Playing 'Mortal Kombat X'

What's more, keeping MK's tone consistent apparently isn't all that difficult. Fatalities are a team effort and everyone at the studio is welcome to pitch their ideas. With so much veteran talent in every department and a team that's worked on the series for over two decades, the boundaries of what's appropriate are already pretty well-known.

"We want people to cringe and then laugh about it at the end," says Edwards.

When I ask Boon if there's a line that wouldn't get crossed in terms of violence, his tone shifts dramatically, going from jovial to sober.

"Absolutely. We have these meetings where we come up with ideas, and inevitably somebody will say something where we go: 'That's not funny. That's crossing some kind of difficult-to-define line.'" Boon agrees that the line is similar to Supreme Court Justice Potter Stewart's 1964 attempt to define hardcore porn as a hard-to-describe, but "I know it when I see it" thing.

"We all know when it's crossed," Boon says.

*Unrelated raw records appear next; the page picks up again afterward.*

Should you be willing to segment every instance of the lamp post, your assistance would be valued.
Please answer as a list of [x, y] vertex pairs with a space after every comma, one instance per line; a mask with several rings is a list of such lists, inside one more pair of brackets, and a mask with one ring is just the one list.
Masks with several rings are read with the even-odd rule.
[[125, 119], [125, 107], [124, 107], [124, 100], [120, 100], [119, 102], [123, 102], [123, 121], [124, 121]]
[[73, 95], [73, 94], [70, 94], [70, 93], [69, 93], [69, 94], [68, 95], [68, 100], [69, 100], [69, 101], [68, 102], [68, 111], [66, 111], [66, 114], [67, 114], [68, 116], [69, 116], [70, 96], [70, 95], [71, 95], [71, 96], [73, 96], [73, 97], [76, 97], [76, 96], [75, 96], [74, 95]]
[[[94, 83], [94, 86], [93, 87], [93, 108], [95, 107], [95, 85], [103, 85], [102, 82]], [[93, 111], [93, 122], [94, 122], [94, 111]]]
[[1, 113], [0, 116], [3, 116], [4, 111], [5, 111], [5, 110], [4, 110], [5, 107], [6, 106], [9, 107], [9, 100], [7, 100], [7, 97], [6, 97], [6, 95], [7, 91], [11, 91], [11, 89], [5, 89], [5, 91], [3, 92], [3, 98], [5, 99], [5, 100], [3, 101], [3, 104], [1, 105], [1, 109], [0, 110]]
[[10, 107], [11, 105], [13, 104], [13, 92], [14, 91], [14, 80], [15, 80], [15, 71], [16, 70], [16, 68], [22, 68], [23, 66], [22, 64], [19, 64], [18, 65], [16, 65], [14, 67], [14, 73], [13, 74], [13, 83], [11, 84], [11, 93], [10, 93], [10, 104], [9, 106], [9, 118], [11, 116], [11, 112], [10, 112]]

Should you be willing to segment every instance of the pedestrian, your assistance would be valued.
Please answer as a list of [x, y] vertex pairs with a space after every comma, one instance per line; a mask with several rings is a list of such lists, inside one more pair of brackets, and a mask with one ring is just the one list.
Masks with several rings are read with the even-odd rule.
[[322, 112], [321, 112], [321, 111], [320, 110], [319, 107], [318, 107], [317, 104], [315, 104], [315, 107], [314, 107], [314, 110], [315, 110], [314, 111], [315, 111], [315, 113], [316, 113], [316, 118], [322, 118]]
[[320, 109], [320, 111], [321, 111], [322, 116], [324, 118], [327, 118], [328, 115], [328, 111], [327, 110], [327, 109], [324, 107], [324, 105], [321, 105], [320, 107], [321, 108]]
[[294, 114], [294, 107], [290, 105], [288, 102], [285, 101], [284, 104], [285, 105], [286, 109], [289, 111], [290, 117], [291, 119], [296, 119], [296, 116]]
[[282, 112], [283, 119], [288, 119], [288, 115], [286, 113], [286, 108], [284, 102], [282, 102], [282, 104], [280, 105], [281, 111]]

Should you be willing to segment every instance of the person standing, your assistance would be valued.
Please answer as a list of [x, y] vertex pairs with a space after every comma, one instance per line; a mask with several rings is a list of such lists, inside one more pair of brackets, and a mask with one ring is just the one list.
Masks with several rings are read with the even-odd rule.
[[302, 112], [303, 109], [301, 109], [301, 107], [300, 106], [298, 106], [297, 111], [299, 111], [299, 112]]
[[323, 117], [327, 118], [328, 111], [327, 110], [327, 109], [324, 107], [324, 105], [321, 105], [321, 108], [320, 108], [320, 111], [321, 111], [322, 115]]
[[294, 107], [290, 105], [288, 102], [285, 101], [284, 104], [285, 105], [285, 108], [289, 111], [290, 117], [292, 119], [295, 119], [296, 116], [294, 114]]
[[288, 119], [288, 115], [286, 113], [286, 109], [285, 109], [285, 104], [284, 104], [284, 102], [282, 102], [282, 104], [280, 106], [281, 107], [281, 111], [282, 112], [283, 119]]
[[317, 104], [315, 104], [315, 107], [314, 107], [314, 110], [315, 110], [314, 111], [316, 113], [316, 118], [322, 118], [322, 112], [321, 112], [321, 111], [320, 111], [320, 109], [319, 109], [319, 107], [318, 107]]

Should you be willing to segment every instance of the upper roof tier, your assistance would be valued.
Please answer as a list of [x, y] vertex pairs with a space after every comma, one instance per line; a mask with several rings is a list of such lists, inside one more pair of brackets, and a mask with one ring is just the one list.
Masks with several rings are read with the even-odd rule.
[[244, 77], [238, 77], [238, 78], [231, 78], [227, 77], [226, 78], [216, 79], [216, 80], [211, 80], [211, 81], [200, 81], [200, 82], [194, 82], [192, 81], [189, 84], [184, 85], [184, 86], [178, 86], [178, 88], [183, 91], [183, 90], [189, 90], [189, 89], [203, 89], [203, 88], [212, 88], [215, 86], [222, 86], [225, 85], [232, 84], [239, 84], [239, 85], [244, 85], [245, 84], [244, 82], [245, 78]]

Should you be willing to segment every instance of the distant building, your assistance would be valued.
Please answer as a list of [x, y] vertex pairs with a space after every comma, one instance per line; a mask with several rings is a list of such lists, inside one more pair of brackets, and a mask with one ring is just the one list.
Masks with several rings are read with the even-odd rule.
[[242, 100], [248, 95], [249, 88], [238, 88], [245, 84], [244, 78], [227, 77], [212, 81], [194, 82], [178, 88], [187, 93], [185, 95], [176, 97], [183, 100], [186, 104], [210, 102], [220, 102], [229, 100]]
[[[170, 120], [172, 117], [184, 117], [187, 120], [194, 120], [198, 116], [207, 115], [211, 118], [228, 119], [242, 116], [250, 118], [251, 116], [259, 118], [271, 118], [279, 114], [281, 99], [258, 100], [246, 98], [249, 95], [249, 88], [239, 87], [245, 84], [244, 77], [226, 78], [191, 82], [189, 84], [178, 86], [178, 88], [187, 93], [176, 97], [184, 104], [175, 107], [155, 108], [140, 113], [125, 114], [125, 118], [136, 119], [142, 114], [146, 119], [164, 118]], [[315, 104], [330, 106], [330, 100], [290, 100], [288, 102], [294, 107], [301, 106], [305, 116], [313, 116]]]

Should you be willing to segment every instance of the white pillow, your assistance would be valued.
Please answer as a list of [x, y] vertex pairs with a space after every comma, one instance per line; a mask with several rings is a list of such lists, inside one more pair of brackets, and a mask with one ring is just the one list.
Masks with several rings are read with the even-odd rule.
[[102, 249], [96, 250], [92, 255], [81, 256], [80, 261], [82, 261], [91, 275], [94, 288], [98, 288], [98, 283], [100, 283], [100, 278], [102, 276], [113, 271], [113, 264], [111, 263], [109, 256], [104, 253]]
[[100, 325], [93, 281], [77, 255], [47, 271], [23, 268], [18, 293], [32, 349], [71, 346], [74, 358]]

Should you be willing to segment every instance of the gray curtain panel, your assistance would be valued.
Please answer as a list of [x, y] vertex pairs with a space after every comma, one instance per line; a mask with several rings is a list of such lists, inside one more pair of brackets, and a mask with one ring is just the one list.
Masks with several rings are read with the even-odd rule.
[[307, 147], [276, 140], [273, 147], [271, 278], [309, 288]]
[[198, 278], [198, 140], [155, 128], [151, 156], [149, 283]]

For example, a fatality that involves slashing an opponent's wrists and then watching them bleed out would never make it into a Mortal Kombat game because real-world violence doesn't have a place in the series. Unless you happen to be a mystic ninja who can control fire, chances are you won't be blowing a hole through an enemy's torso with a fireball and slicing the front of their face off with a sword anytime soon. It's comic book or cartoon violence the team is after -- not realism.

"We try to not do things that are gratuitously cruel or realistic just for the sake of shock value," says Edwards. "Our shock value is more like 'Hey, that's impossible, but look how cool and creepy it looks.'"

Johnny Cage's Jack Torrance impression starts at the 1:10 mark.

And speaking of how it looks, that evolution in graphical fidelity is really what drives the game's gore system forward. The fatalities that sent former First Lady Hillary Clinton and former Sen. Joe Lieberman into a tizzy in 1993, and spurred the creation of the Entertainment Software Ratings Board, are nothing compared to what's in 2015's Mortal Kombat X. That doesn't mean the team is doing stuff it wouldn't have 10 or 20 years ago; it just means there are few, if any, tech roadblocks in the way.

Whereas two decades ago, ice-ninja Sub-Zero ripping an opponent's pixelated head off (with their spine still attached) pushed the limits of arcade hardware and home consoles, now he can shoot an ice ball at an opponent's gut, shatter it, reach inside their gaping torso, break their spine in two and then rip their body in half horizontally. And yes, that's totally something you can do with a few button presses in this week's Mortal Kombat X.

"It's obviously something to just get a response out of you. I don't know how you can get mad about that," says Lang. "It's brutal, but not cruel."

"I don't think we're doing anything that's any different than what we've done in the past," Edwards says. "Obviously we're able to do more, cooler things based on tech, but we've kept the same personality and style throughout all the games."

Mortal Kombat X isn't a massacre-simulator like the controversial PC game Hatred. Instead, it embraces the idea of grotesque violent comedy and puts the player in control of the slapstick. When Mortal Kombat's Johnny Cage peers through an opponent's ribcage saying, "Heeeere's Johnny!" it's the equivalent of metal band Gwar's Oderus Urungus force-feeding a fan to Gor-Gor the Dinosaur; it's silly and stupid and intentionally absurd.

"I've watched on Twitter whenever they've released a [Mortal Kombat] trailer and there's a predictable backlash," Lang says. "I just don't get it at all; it's just so obviously over-the-top, ridiculous and impossible. It's obviously something to just get a response out of you. I don't know how you can get mad about that. It's brutal, but not cruel."